Now onto explaining the playback logic. The playback logic is responsible for reproducing the rhythm that was recorded. It does this by reading through the stored arrays of gaps and durations in order. For each beat, the program first waits for the gap time, which is the delay before the next beat begins and then plays a tone on the speaker for the duration that was originally recorded. Because each recorded gap includes the previous beat’s duration, the playback code subtracts the previous duration from the current gap to get the true silent time between beats. This ensures that the playback matches the timing and spacing of the user’s original input, accurately reproducing both the rhythm and the length of each beat. I had to create a logic to turn negative silence time to positive because sometimes it gave errors when the inputs and the durations of beats were too short. This is explained in depth in the comment section of the code.

void update() {   //ran inside the loop to update button state
  bool reading = digitalRead(pin); //read button

  if (reading != lastReading) { //if reading has changed since last time, record when it changed (it means it maybe bouncing)
    lastDebounceMs = millis();
    lastReading = reading;
  }

  if ((millis()- lastDebounceMs) >debounce) { //if the input has stayed the same for more than 20ms, what I set as accept it as real change
    if (reading != stableState) {
      stableState = reading;

      if (stableState== LOW) {
        pressEvent =true;      //we ontl change pressEvent and release Event only when input stayed same for 20ms
      } else {
        releaseEvent =true;
      }
    }
  }
}

Finally, the debounce logic ensures that each button press or release is detected only once, even though mechanical switches naturally produce rapid, noisy fluctuations when pressed.

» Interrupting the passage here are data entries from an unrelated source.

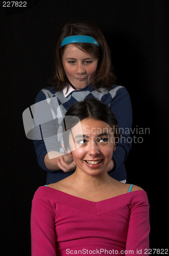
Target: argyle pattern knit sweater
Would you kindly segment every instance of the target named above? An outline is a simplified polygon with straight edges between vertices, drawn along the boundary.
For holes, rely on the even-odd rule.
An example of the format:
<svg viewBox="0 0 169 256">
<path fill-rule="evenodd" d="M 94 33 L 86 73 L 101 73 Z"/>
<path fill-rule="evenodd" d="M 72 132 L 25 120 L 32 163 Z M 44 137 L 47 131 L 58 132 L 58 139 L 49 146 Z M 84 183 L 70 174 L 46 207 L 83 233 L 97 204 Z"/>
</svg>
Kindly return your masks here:
<svg viewBox="0 0 169 256">
<path fill-rule="evenodd" d="M 51 106 L 51 111 L 53 113 L 54 110 L 55 112 L 59 112 L 60 116 L 61 115 L 63 117 L 72 105 L 86 98 L 96 98 L 108 105 L 118 120 L 121 137 L 112 156 L 116 163 L 115 168 L 108 174 L 117 180 L 123 180 L 127 178 L 124 162 L 131 146 L 130 140 L 128 139 L 130 136 L 128 131 L 131 130 L 132 125 L 132 108 L 130 96 L 125 88 L 122 86 L 114 85 L 108 90 L 103 88 L 98 89 L 100 92 L 95 90 L 92 84 L 91 84 L 84 89 L 74 91 L 65 97 L 63 90 L 57 92 L 52 88 L 48 87 L 40 91 L 37 96 L 36 103 L 46 100 L 50 107 L 51 100 L 53 97 L 57 97 L 59 105 L 55 110 L 53 110 L 53 105 Z M 34 140 L 34 144 L 38 164 L 42 169 L 47 171 L 47 184 L 57 182 L 73 173 L 74 171 L 64 173 L 62 170 L 49 170 L 44 163 L 44 158 L 47 151 L 44 140 Z"/>
</svg>

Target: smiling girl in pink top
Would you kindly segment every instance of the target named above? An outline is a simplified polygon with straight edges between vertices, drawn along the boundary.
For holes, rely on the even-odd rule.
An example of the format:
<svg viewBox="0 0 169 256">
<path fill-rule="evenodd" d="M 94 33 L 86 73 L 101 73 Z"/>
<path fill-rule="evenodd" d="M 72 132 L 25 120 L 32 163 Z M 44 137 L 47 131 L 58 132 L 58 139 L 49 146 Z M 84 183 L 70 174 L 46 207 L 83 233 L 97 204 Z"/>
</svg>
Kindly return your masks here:
<svg viewBox="0 0 169 256">
<path fill-rule="evenodd" d="M 147 194 L 107 174 L 118 139 L 110 109 L 87 99 L 72 106 L 65 121 L 64 147 L 76 168 L 36 192 L 32 255 L 124 255 L 129 251 L 144 255 L 150 231 Z"/>
</svg>

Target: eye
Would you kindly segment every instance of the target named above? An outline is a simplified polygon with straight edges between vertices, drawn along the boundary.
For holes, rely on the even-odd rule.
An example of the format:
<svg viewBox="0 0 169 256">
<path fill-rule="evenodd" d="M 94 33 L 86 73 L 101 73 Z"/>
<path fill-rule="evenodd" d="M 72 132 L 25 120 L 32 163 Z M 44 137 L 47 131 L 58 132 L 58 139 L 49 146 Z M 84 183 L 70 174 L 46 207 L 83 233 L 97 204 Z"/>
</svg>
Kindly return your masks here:
<svg viewBox="0 0 169 256">
<path fill-rule="evenodd" d="M 91 64 L 91 63 L 92 63 L 92 60 L 86 60 L 84 63 L 85 63 L 86 64 Z"/>
<path fill-rule="evenodd" d="M 83 144 L 86 144 L 87 143 L 88 143 L 88 141 L 84 139 L 80 139 L 76 142 L 77 144 L 79 144 L 80 145 L 82 145 Z"/>
<path fill-rule="evenodd" d="M 103 142 L 103 143 L 106 143 L 108 141 L 108 138 L 106 137 L 103 137 L 102 138 L 99 138 L 97 142 L 100 143 L 100 142 Z"/>
</svg>

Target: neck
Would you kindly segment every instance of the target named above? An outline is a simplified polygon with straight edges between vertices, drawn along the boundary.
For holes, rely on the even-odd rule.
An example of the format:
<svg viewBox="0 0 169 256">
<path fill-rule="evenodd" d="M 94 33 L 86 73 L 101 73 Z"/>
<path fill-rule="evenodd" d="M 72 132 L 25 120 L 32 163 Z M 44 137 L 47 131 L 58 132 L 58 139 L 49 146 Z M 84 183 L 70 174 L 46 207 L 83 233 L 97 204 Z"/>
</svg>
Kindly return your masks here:
<svg viewBox="0 0 169 256">
<path fill-rule="evenodd" d="M 96 176 L 92 176 L 76 169 L 71 176 L 72 184 L 76 187 L 79 187 L 89 191 L 100 190 L 114 180 L 106 172 Z"/>
</svg>

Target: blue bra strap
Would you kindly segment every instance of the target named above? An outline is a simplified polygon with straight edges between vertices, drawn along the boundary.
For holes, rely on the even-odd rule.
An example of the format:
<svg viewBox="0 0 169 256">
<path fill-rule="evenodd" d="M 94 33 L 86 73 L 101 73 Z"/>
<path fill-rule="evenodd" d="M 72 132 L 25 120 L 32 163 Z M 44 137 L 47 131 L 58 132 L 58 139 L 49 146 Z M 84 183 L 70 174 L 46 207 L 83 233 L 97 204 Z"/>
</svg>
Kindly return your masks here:
<svg viewBox="0 0 169 256">
<path fill-rule="evenodd" d="M 132 189 L 132 187 L 133 187 L 133 184 L 132 184 L 131 185 L 130 185 L 130 187 L 129 187 L 129 190 L 128 190 L 128 193 L 131 192 L 131 189 Z"/>
</svg>

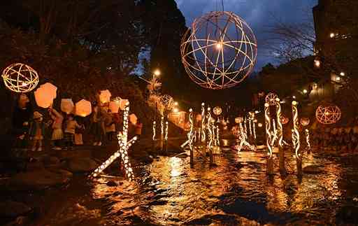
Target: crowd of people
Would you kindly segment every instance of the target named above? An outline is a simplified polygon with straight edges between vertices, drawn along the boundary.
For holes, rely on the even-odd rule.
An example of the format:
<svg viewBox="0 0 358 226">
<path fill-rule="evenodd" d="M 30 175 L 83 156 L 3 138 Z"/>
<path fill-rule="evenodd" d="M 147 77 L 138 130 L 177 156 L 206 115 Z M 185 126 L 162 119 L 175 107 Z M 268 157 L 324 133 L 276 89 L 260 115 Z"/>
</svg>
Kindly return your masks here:
<svg viewBox="0 0 358 226">
<path fill-rule="evenodd" d="M 92 113 L 85 118 L 66 114 L 52 106 L 41 113 L 34 111 L 28 97 L 22 94 L 13 115 L 13 147 L 42 151 L 48 139 L 54 150 L 72 150 L 76 145 L 84 144 L 85 134 L 88 139 L 86 143 L 93 146 L 115 141 L 116 134 L 122 129 L 123 115 L 120 111 L 112 113 L 108 105 L 98 103 L 92 103 Z M 129 124 L 129 132 L 139 136 L 142 127 L 137 119 L 136 124 Z"/>
<path fill-rule="evenodd" d="M 358 150 L 358 128 L 333 127 L 315 129 L 311 132 L 311 143 L 320 148 L 340 151 Z"/>
</svg>

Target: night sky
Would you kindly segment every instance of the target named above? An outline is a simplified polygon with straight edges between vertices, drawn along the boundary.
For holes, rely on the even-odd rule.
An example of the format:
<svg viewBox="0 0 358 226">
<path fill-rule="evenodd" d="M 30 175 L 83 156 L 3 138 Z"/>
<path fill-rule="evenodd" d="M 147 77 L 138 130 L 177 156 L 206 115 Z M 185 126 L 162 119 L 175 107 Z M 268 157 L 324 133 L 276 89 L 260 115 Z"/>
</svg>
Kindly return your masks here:
<svg viewBox="0 0 358 226">
<path fill-rule="evenodd" d="M 187 25 L 201 15 L 222 9 L 218 0 L 176 0 L 185 17 Z M 313 20 L 312 8 L 317 0 L 224 0 L 224 10 L 243 18 L 251 27 L 258 41 L 256 71 L 268 62 L 277 63 L 272 53 L 264 45 L 269 37 L 268 30 L 277 21 L 298 23 Z M 260 45 L 261 43 L 261 45 Z"/>
</svg>

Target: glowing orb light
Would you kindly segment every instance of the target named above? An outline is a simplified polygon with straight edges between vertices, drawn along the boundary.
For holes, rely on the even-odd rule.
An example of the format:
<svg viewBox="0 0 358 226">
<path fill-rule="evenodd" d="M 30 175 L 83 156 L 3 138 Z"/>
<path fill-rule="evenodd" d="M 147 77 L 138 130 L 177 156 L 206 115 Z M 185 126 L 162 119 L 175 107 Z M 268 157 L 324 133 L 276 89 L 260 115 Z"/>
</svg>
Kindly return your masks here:
<svg viewBox="0 0 358 226">
<path fill-rule="evenodd" d="M 5 69 L 2 74 L 8 89 L 16 92 L 28 92 L 38 84 L 38 75 L 31 66 L 17 63 Z"/>
<path fill-rule="evenodd" d="M 194 82 L 221 90 L 238 85 L 251 73 L 257 43 L 251 28 L 239 16 L 214 11 L 194 21 L 183 36 L 180 52 Z"/>
<path fill-rule="evenodd" d="M 338 106 L 320 106 L 316 110 L 316 118 L 318 122 L 324 125 L 334 124 L 339 121 L 342 113 Z"/>
<path fill-rule="evenodd" d="M 275 93 L 269 92 L 266 95 L 265 101 L 270 106 L 274 106 L 276 105 L 276 98 L 278 98 L 278 96 Z"/>
</svg>

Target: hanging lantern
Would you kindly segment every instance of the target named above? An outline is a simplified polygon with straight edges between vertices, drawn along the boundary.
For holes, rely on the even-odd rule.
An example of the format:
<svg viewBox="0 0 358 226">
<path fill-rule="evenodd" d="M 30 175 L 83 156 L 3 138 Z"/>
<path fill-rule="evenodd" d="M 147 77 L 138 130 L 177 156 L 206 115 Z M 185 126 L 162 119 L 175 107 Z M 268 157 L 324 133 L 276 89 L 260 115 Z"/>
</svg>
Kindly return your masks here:
<svg viewBox="0 0 358 226">
<path fill-rule="evenodd" d="M 243 117 L 236 117 L 235 118 L 235 123 L 241 123 L 243 122 Z"/>
<path fill-rule="evenodd" d="M 281 117 L 280 117 L 280 119 L 282 125 L 286 125 L 288 123 L 288 122 L 289 122 L 289 119 L 287 117 L 285 117 L 284 115 L 281 115 Z"/>
<path fill-rule="evenodd" d="M 320 106 L 316 110 L 316 118 L 323 125 L 334 124 L 339 121 L 341 117 L 341 109 L 336 105 Z"/>
<path fill-rule="evenodd" d="M 112 94 L 108 90 L 101 90 L 99 94 L 99 101 L 102 104 L 108 103 L 110 100 L 110 96 L 112 96 Z"/>
<path fill-rule="evenodd" d="M 121 99 L 120 100 L 120 108 L 121 111 L 124 111 L 126 106 L 129 104 L 129 101 L 127 99 Z"/>
<path fill-rule="evenodd" d="M 34 93 L 37 106 L 43 108 L 48 108 L 53 103 L 53 97 L 49 92 L 48 87 L 40 87 Z"/>
<path fill-rule="evenodd" d="M 195 19 L 182 36 L 180 52 L 194 83 L 220 90 L 238 85 L 251 73 L 257 44 L 245 20 L 231 12 L 215 11 Z"/>
<path fill-rule="evenodd" d="M 109 102 L 109 109 L 113 113 L 117 113 L 120 109 L 120 101 L 113 101 Z"/>
<path fill-rule="evenodd" d="M 300 120 L 300 123 L 303 127 L 306 127 L 310 124 L 310 119 L 308 118 L 302 118 Z"/>
<path fill-rule="evenodd" d="M 133 125 L 137 124 L 137 120 L 138 120 L 138 118 L 136 115 L 134 115 L 134 114 L 129 115 L 129 122 L 131 122 L 131 124 L 133 124 Z"/>
<path fill-rule="evenodd" d="M 61 111 L 69 114 L 73 111 L 75 105 L 71 99 L 61 99 Z"/>
<path fill-rule="evenodd" d="M 213 112 L 214 113 L 214 115 L 217 116 L 221 114 L 222 110 L 220 106 L 216 106 L 213 109 Z"/>
<path fill-rule="evenodd" d="M 42 88 L 44 90 L 45 90 L 47 94 L 51 97 L 52 99 L 56 99 L 56 97 L 57 97 L 56 94 L 57 91 L 57 87 L 50 83 L 46 83 L 45 84 L 40 85 L 40 88 Z"/>
<path fill-rule="evenodd" d="M 17 63 L 5 69 L 2 74 L 5 86 L 16 92 L 28 92 L 38 83 L 37 72 L 31 66 Z"/>
<path fill-rule="evenodd" d="M 86 117 L 91 114 L 92 108 L 91 102 L 83 99 L 78 102 L 76 103 L 75 113 L 76 115 L 81 117 Z"/>
<path fill-rule="evenodd" d="M 278 98 L 278 96 L 275 93 L 269 92 L 266 95 L 265 101 L 270 106 L 274 106 L 276 104 L 276 98 Z"/>
</svg>

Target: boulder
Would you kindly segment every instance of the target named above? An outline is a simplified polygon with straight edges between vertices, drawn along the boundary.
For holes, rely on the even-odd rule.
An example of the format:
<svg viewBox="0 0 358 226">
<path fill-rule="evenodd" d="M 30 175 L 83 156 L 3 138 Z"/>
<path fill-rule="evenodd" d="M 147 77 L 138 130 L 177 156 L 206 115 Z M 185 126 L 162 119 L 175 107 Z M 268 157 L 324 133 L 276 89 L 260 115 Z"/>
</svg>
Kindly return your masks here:
<svg viewBox="0 0 358 226">
<path fill-rule="evenodd" d="M 16 174 L 10 179 L 8 185 L 11 190 L 38 190 L 66 184 L 69 181 L 70 177 L 64 172 L 39 169 Z"/>
<path fill-rule="evenodd" d="M 6 201 L 0 203 L 0 217 L 14 218 L 24 216 L 32 209 L 21 202 Z"/>
<path fill-rule="evenodd" d="M 67 168 L 72 173 L 92 172 L 99 164 L 89 157 L 76 157 L 67 161 Z"/>
<path fill-rule="evenodd" d="M 319 166 L 310 165 L 304 167 L 302 171 L 304 174 L 317 174 L 323 171 L 322 168 Z"/>
</svg>

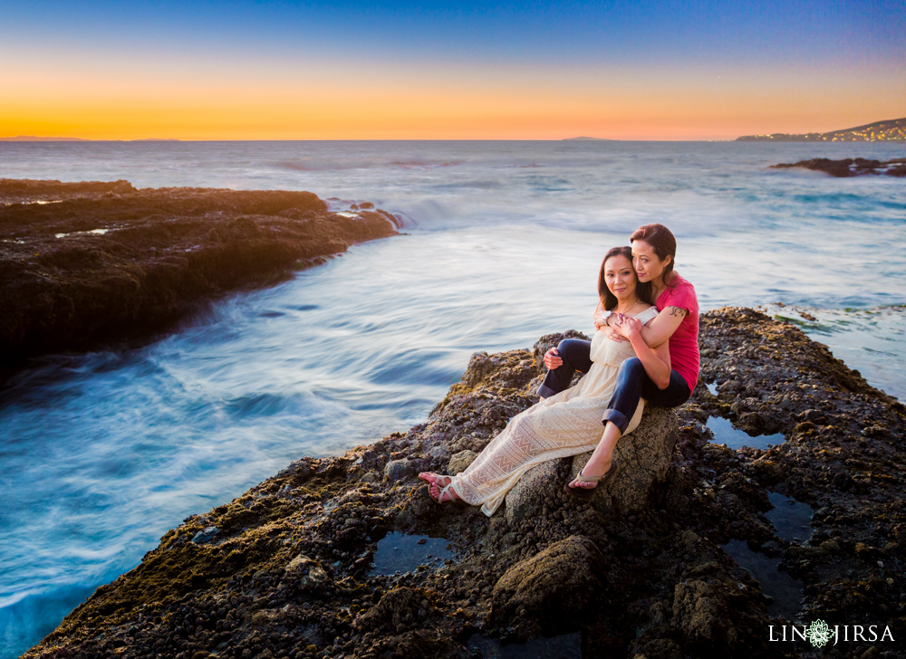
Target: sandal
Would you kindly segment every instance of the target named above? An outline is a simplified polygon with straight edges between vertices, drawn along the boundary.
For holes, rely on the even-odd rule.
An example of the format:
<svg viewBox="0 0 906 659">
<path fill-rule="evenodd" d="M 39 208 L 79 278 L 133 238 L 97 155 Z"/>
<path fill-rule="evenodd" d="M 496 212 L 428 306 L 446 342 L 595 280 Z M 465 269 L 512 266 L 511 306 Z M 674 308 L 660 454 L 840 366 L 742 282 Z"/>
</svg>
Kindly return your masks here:
<svg viewBox="0 0 906 659">
<path fill-rule="evenodd" d="M 580 469 L 579 474 L 573 480 L 583 481 L 584 482 L 593 482 L 595 483 L 594 487 L 573 487 L 572 485 L 570 485 L 569 482 L 567 482 L 565 485 L 564 485 L 564 492 L 565 492 L 567 494 L 571 496 L 576 497 L 577 499 L 591 499 L 592 496 L 594 495 L 594 491 L 598 489 L 598 486 L 602 482 L 605 482 L 608 479 L 613 476 L 613 474 L 616 473 L 616 471 L 617 471 L 616 460 L 611 462 L 611 468 L 608 469 L 606 473 L 597 477 L 593 478 L 592 476 L 583 476 L 582 473 L 582 470 Z M 573 482 L 573 481 L 570 481 L 570 482 Z"/>
<path fill-rule="evenodd" d="M 427 478 L 422 478 L 422 475 L 434 476 L 433 481 L 429 481 Z M 439 503 L 441 506 L 446 506 L 449 503 L 458 503 L 462 504 L 465 501 L 459 499 L 459 495 L 457 494 L 456 490 L 453 489 L 453 479 L 450 476 L 444 476 L 439 473 L 431 473 L 430 472 L 426 472 L 424 474 L 419 473 L 419 478 L 428 483 L 428 496 L 431 498 L 435 503 Z M 447 479 L 446 484 L 440 482 L 440 479 Z M 431 485 L 437 485 L 440 488 L 440 492 L 438 492 L 438 496 L 435 497 L 431 494 Z M 457 498 L 454 499 L 453 497 Z"/>
</svg>

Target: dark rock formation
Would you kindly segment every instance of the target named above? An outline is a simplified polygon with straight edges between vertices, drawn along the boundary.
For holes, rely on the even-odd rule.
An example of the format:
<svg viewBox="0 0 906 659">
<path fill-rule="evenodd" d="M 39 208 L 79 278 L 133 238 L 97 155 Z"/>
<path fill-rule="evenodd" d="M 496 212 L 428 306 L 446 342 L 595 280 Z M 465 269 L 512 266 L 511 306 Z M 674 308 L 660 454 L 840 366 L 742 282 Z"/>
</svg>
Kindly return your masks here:
<svg viewBox="0 0 906 659">
<path fill-rule="evenodd" d="M 0 367 L 147 336 L 395 226 L 310 192 L 0 179 Z"/>
<path fill-rule="evenodd" d="M 780 163 L 771 165 L 771 169 L 786 169 L 789 167 L 805 167 L 818 172 L 826 172 L 832 177 L 846 178 L 864 175 L 886 174 L 889 177 L 906 177 L 906 158 L 897 160 L 868 160 L 863 158 L 847 158 L 843 160 L 829 160 L 826 158 L 816 158 L 811 160 L 800 160 L 797 163 Z"/>
<path fill-rule="evenodd" d="M 772 616 L 761 585 L 720 545 L 780 557 L 805 584 L 800 624 L 873 622 L 900 643 L 906 408 L 757 311 L 703 314 L 701 332 L 702 382 L 718 394 L 699 386 L 678 411 L 671 460 L 646 477 L 639 509 L 567 497 L 572 459 L 533 476 L 540 494 L 519 500 L 530 511 L 490 519 L 434 504 L 408 469 L 383 480 L 394 461 L 443 471 L 451 456 L 480 451 L 535 400 L 538 358 L 562 336 L 550 335 L 534 352 L 476 354 L 425 425 L 303 458 L 189 518 L 25 656 L 465 658 L 476 632 L 523 641 L 575 631 L 595 657 L 898 655 L 892 643 L 770 642 L 768 626 L 791 621 Z M 637 432 L 669 434 L 673 414 L 652 407 Z M 714 444 L 709 415 L 786 442 Z M 627 458 L 627 487 L 646 463 Z M 817 511 L 807 542 L 776 534 L 764 515 L 769 489 Z M 455 559 L 371 574 L 392 530 L 446 538 Z"/>
</svg>

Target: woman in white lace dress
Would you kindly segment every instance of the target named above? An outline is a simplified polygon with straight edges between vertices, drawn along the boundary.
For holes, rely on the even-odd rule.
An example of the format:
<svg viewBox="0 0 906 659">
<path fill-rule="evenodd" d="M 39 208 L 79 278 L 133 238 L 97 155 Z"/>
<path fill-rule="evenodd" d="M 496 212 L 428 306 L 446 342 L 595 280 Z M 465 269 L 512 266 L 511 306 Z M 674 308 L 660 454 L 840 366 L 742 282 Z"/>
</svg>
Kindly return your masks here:
<svg viewBox="0 0 906 659">
<path fill-rule="evenodd" d="M 619 314 L 626 332 L 637 332 L 658 315 L 650 303 L 648 288 L 639 283 L 629 247 L 614 247 L 607 253 L 601 264 L 598 292 L 604 309 Z M 637 343 L 638 355 L 632 343 L 617 342 L 602 331 L 595 332 L 593 363 L 579 384 L 514 416 L 462 473 L 452 477 L 429 472 L 419 474 L 429 483 L 430 497 L 438 503 L 463 501 L 480 505 L 490 517 L 506 492 L 535 464 L 597 449 L 604 429 L 602 419 L 623 360 L 638 356 L 654 379 L 661 371 L 670 372 L 667 344 L 651 349 L 643 342 Z M 623 435 L 639 425 L 643 406 L 644 401 L 640 402 Z M 612 472 L 612 466 L 601 478 L 585 478 L 580 472 L 566 492 L 590 496 L 597 482 Z"/>
</svg>

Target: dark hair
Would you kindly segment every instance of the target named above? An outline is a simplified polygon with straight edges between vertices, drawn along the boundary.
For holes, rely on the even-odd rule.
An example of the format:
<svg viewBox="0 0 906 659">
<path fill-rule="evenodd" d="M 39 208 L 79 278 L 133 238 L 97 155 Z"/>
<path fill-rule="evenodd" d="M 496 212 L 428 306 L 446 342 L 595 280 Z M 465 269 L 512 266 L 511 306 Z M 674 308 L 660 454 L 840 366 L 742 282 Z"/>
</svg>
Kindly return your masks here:
<svg viewBox="0 0 906 659">
<path fill-rule="evenodd" d="M 616 309 L 617 298 L 607 288 L 607 280 L 604 278 L 604 266 L 607 265 L 607 260 L 614 256 L 625 256 L 626 260 L 630 263 L 630 267 L 632 264 L 632 248 L 631 247 L 613 247 L 607 251 L 604 254 L 604 260 L 601 262 L 601 272 L 598 272 L 598 295 L 601 297 L 601 301 L 604 304 L 604 309 L 608 311 L 612 309 Z M 638 296 L 639 300 L 645 302 L 646 304 L 651 304 L 651 282 L 640 282 L 638 276 L 635 274 L 635 270 L 632 270 L 632 276 L 635 277 L 635 294 Z"/>
<path fill-rule="evenodd" d="M 677 260 L 677 239 L 673 237 L 673 234 L 663 224 L 645 224 L 633 231 L 629 237 L 630 243 L 637 240 L 643 240 L 651 245 L 654 253 L 661 261 L 670 257 L 670 263 L 664 266 L 661 273 L 664 284 L 670 286 L 670 280 L 673 279 L 673 263 Z"/>
</svg>

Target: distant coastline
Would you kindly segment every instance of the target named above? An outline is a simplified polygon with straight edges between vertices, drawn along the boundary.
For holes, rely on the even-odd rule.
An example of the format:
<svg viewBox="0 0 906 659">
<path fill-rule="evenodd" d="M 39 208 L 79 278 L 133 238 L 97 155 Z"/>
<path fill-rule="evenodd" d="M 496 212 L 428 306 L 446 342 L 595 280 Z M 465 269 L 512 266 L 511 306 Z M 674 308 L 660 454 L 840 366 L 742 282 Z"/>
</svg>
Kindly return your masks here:
<svg viewBox="0 0 906 659">
<path fill-rule="evenodd" d="M 906 141 L 906 118 L 875 121 L 853 129 L 827 133 L 772 133 L 744 135 L 737 142 L 902 142 Z"/>
</svg>

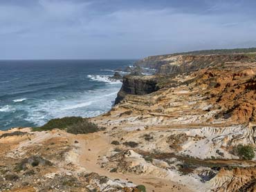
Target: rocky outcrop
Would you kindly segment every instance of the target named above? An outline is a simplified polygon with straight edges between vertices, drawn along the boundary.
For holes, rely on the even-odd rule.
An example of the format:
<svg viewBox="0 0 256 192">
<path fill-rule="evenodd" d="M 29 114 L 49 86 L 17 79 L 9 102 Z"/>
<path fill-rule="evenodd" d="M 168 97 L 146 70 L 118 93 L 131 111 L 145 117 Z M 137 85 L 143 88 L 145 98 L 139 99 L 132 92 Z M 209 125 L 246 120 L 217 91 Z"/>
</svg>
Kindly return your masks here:
<svg viewBox="0 0 256 192">
<path fill-rule="evenodd" d="M 146 95 L 158 90 L 158 81 L 149 76 L 127 75 L 122 79 L 122 86 L 118 93 L 115 104 L 118 104 L 127 95 Z"/>
<path fill-rule="evenodd" d="M 109 77 L 109 79 L 120 80 L 122 79 L 122 77 L 119 73 L 116 72 L 112 77 Z"/>
<path fill-rule="evenodd" d="M 162 55 L 146 57 L 136 66 L 157 70 L 162 75 L 190 73 L 199 69 L 231 61 L 250 62 L 255 61 L 255 54 L 209 55 Z"/>
</svg>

When a button’s state changes, the program records the current time and waits a short period to confirm that the signal has stabilized. Only if the input remains steady for longer than this debounce delay does the program treat it as a valid press or release event. This filtering prevents false triggers caused by electrical noise or contact bounce, giving the system clean, reliable button inputs for recording and playback control. At first, I didn’t have this debounce logic implemented and had a hard time figuring out why the system sometimes failed to recognize button presses or seemed to trigger multiple times for a single press. Once the debounce logic was added, the button responses became stable and consistent.